「ねえ旅人さん、此処(6F)で何時まで稼ぐの?」
「取りあえず……ふむ。レベルにして30を目処に」
「マジかよ……気が長いな……」
「……探索範囲は、広げるか?」
「そやねぇ、ウチとしてはそこそこ広げて欲しいんやけど」
ギルド・ユグドールズの面々。
少し前には苦戦していたスノードリフトも、今や格好の経験値の元として見える程になり。

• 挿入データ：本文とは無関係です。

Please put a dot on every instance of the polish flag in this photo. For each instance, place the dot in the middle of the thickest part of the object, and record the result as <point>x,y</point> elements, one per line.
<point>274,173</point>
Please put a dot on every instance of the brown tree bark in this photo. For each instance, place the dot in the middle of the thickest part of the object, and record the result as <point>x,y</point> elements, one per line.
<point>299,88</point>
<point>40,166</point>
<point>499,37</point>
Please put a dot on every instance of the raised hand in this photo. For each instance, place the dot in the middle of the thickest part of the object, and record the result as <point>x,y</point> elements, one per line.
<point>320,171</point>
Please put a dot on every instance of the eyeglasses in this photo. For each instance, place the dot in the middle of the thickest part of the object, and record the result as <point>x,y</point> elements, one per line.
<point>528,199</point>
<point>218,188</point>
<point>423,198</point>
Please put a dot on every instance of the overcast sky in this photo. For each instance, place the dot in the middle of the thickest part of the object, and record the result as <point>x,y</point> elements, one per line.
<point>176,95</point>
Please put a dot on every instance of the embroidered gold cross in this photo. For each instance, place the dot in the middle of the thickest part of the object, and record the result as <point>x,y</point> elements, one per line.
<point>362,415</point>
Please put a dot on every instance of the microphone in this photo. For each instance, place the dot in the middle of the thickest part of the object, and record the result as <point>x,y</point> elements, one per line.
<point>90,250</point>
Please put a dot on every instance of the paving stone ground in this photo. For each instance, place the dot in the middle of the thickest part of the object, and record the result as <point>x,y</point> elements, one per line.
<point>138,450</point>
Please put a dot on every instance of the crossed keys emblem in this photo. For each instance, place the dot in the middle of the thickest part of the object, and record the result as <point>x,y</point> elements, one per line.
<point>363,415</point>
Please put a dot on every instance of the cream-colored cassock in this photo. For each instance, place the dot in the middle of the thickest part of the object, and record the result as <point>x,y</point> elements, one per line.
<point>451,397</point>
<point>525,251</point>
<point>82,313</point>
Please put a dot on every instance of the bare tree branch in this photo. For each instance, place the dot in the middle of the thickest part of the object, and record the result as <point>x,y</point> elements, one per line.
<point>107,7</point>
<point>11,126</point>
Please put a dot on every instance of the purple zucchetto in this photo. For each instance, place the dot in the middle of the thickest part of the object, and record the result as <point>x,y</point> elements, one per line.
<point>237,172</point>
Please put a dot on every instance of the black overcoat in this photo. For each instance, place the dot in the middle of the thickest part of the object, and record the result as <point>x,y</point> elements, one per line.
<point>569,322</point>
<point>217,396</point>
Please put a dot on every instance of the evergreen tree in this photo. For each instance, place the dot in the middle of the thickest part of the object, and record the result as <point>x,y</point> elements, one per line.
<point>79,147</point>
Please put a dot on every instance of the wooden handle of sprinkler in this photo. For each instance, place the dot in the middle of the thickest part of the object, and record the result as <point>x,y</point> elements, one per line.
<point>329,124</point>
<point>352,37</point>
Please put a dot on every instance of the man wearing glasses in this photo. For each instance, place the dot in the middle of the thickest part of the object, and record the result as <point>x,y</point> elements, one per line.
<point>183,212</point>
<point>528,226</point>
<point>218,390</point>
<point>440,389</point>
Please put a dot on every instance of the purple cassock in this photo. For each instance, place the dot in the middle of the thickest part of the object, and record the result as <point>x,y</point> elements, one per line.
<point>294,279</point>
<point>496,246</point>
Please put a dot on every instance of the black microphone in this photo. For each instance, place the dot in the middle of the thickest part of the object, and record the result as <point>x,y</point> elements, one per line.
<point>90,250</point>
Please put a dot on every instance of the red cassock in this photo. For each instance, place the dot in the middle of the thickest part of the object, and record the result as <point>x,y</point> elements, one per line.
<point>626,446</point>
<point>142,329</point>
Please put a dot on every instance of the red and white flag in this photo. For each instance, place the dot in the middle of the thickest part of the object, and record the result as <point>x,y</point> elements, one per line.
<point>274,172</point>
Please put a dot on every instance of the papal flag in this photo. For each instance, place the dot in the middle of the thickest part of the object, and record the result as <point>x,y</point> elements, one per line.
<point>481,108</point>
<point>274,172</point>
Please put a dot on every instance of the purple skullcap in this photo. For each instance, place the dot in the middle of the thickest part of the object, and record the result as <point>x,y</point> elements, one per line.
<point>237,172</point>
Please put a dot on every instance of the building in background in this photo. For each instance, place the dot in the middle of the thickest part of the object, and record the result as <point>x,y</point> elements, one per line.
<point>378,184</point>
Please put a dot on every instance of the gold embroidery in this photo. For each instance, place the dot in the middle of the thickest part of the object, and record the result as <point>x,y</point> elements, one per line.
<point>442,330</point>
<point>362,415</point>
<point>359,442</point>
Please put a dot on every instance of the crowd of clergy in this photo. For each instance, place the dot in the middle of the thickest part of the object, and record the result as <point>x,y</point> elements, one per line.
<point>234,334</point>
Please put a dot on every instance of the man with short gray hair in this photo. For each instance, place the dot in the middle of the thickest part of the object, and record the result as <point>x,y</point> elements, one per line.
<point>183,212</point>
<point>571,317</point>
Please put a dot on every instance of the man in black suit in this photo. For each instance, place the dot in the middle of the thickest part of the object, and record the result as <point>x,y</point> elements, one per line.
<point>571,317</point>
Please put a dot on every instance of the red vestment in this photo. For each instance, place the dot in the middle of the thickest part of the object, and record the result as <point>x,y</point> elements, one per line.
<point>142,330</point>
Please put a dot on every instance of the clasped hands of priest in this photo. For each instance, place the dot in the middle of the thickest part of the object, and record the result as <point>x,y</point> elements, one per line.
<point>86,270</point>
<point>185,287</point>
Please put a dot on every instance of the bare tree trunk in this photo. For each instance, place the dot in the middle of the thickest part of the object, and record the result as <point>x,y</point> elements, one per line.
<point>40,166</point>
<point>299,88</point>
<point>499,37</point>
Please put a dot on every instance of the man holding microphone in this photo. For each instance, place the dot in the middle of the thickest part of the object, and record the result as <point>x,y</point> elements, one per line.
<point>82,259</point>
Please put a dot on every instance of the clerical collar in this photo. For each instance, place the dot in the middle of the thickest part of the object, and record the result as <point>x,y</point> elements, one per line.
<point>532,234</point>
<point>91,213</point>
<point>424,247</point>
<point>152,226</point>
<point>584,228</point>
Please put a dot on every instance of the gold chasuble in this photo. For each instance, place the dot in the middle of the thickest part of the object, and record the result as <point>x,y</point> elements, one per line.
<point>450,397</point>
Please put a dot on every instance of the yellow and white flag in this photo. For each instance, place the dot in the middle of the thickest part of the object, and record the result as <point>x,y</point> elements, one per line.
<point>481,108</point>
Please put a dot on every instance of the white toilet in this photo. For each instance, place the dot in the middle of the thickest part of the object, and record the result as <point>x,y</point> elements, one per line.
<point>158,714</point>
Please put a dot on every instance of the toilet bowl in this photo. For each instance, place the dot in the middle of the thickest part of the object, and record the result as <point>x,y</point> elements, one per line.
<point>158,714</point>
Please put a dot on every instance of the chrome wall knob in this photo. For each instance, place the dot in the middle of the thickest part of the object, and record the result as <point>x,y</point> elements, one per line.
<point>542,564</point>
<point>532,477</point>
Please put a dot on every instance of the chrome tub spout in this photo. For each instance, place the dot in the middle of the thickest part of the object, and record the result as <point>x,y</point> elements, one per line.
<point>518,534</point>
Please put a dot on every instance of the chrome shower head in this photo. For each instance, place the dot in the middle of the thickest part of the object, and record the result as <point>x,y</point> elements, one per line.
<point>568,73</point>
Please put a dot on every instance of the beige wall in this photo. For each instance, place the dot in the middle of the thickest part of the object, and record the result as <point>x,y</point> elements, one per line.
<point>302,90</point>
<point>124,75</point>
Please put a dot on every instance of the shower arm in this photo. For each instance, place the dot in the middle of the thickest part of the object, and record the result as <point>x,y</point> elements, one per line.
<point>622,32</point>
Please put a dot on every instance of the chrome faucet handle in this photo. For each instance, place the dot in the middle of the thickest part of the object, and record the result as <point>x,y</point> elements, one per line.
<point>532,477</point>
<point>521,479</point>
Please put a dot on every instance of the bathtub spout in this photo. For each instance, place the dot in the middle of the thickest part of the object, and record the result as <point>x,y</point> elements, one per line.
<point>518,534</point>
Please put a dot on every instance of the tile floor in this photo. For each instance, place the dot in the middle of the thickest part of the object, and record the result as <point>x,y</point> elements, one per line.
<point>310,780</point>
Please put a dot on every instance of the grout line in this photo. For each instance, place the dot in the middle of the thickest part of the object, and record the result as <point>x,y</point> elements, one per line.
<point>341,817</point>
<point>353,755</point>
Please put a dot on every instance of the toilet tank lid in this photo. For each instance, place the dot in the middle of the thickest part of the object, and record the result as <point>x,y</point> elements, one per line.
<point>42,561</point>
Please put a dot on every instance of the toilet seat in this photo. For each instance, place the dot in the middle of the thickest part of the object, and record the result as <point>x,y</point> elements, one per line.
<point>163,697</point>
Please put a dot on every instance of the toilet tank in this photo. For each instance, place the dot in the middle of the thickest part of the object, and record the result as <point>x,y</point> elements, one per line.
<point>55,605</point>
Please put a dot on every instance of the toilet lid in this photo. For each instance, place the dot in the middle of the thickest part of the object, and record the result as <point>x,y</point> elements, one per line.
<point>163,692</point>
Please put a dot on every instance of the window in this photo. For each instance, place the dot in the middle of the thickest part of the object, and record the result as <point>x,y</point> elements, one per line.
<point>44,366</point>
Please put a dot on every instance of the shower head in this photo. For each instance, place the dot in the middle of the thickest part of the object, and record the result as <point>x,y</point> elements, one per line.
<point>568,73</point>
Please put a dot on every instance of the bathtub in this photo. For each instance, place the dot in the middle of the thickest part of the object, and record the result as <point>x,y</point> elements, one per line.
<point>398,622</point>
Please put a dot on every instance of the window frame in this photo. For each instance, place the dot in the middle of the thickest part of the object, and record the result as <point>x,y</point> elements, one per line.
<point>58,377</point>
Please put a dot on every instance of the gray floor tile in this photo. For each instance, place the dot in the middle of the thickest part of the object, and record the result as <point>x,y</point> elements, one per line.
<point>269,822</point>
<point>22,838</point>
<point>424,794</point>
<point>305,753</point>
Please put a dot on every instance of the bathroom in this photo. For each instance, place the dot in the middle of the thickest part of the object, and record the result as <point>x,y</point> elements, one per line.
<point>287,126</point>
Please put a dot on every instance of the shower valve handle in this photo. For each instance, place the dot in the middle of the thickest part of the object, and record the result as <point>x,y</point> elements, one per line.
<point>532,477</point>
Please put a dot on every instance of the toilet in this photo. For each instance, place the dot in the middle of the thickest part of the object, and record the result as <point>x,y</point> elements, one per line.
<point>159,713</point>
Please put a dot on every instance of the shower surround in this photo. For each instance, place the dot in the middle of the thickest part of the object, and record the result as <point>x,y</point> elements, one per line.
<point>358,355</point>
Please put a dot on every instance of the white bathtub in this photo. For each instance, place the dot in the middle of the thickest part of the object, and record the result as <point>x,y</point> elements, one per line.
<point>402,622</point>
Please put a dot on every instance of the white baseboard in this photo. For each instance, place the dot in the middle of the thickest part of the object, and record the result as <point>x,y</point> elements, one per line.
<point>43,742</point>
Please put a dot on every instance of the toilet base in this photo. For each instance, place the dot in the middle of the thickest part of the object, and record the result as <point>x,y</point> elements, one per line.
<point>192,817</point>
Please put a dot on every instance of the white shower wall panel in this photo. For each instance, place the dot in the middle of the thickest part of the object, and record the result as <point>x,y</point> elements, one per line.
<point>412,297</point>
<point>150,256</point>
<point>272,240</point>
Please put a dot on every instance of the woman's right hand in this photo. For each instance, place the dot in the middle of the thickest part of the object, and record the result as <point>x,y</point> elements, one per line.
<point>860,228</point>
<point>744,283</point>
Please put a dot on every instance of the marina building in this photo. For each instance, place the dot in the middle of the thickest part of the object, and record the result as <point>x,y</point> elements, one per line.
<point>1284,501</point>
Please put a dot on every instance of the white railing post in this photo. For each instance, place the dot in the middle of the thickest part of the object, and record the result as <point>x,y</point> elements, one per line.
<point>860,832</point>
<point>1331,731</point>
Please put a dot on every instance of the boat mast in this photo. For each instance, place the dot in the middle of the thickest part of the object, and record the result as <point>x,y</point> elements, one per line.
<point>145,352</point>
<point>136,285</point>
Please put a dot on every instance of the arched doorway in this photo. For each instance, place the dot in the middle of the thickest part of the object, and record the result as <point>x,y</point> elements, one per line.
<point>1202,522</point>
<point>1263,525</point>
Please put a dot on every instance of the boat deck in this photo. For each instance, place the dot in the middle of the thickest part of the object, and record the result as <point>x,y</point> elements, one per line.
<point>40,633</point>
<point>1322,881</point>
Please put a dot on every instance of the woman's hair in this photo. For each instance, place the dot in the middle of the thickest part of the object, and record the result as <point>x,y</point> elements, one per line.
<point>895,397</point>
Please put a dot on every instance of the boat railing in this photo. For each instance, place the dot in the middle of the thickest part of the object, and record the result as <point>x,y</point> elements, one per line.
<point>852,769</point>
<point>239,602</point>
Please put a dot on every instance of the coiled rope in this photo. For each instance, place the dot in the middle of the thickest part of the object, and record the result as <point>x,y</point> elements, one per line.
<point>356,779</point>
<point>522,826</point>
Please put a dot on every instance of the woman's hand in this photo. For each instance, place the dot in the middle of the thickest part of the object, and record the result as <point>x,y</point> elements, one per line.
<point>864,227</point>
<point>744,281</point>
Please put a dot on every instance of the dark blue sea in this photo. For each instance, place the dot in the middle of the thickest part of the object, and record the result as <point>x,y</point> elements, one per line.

アルケミストの旅人は3種の上位術式を修得し。ソードマンの少女リィは力を磨き。
パラディンの少女ミリディアナは属性防御に手を掛け。
メディックの少女アーリィは状態異常の回復をほぼ極めて。
レンジャーの男性トーンはサジタリウスの矢、なる奥義を修得していた。
「さて、そろそろこの階層の敵も軽く捻れる……行くか」
ギルドマスターの旅人がそう述べ、階段を着実に下る一行。
立ち塞がる毒の沼を越え、強大な力を持つ熊やサソリを仕留め。
巨象と一進一退の攻防の末に討ち果たす事に成功し。
降りていく間にも着実に力を付け、装備を調えていく一行。
「しかし、5日間耐えろと言う依頼でまさかあんな……」
「……抜け道という物はある。そうだろう?」
「……くくっ、確かに」
「でもよ、流石にちょっとさ……」
「せやなぁ、確かに……」
とある依頼では、3日程戦い詰めていたが……手持ちの道具が尽きたその時。
回復の泉の中を歩き回ると言う反則じみた手段で2日を過ごしていた。
泉の内部に敵は出ないと言う性質を利用した抜け道であった。
……そして一行は巨大な獣「ケルヌンノス」と相対する。
レベルにして40と少し。実力で負ける気はしない。
「へへっ……行くぜ!うりゃああっ!!」
「防御陣形を……これでどうだっ!」
「医術防御、効果はアップしとるでっ!!」
「サジタリウスの矢よ……!」
「……雷!」
各々が修得した技をフルに用いて攻撃する。
敵もカウンターや部下の召喚、死の眼光などで着実に攻めてくる……そして。
「電撃の術式……!」
旅人が放つ雷で、とうとう敵は倒れた。その骸から鬣を入手した一行。
……第三階層へと足を踏み入れた一行は、氷の剣士レンよりブシドーの秘術書を受け取る。
そして新たな仲間が増えたのであるが……。
「ふぅん、あなた方が噂の……なるほど、噂に違わず腕は立ちそうですわね」
現れたのは4人のブシドー。
桃色の着物を着た少女を守る様に、男性二名と女性一名が立っている。
「私はトモエと申しますわ。こちらは私の護衛のワタル爺やにタケシ、そしてお目付の……」
「リン、と申す……トモエ姫がご迷惑をおかけ致しますがどうぞご容赦を……」
良く見れば男性二名も懇願する様に手を合わせていた。
何処かの名家の出なのか、彼女らはトモエと呼ばれる少女に仕えているらしい。
そこにバードの少女・ニーナが一人の少女を伴って現れる。
ダークハンターであろう、鞭を片手に不敵に笑う、縦ロールの少女。
「ああ、探しましたよぅ。えーと、こちら新しいギルドのお仲間さんですぅ」
「ふふん。ディアモンド、言いますわ……どうぞよろしくお願いしますわよ……んん?」
と、トモエと名乗った少女と睨みあうディアモンド。どうやら一目会うなり反感を覚えたらしい。
「あらあら、護衛の方々に迷惑かけてそうな女ですわねぇ?」
「露出趣味としか思えない女に言われたくありませんわねぇ」
うふふふふ、と笑いつつ睨みあう二人の少女に一行は溜息。
こうしてギルドに新たなメンバーが、一気に増えたのであった……。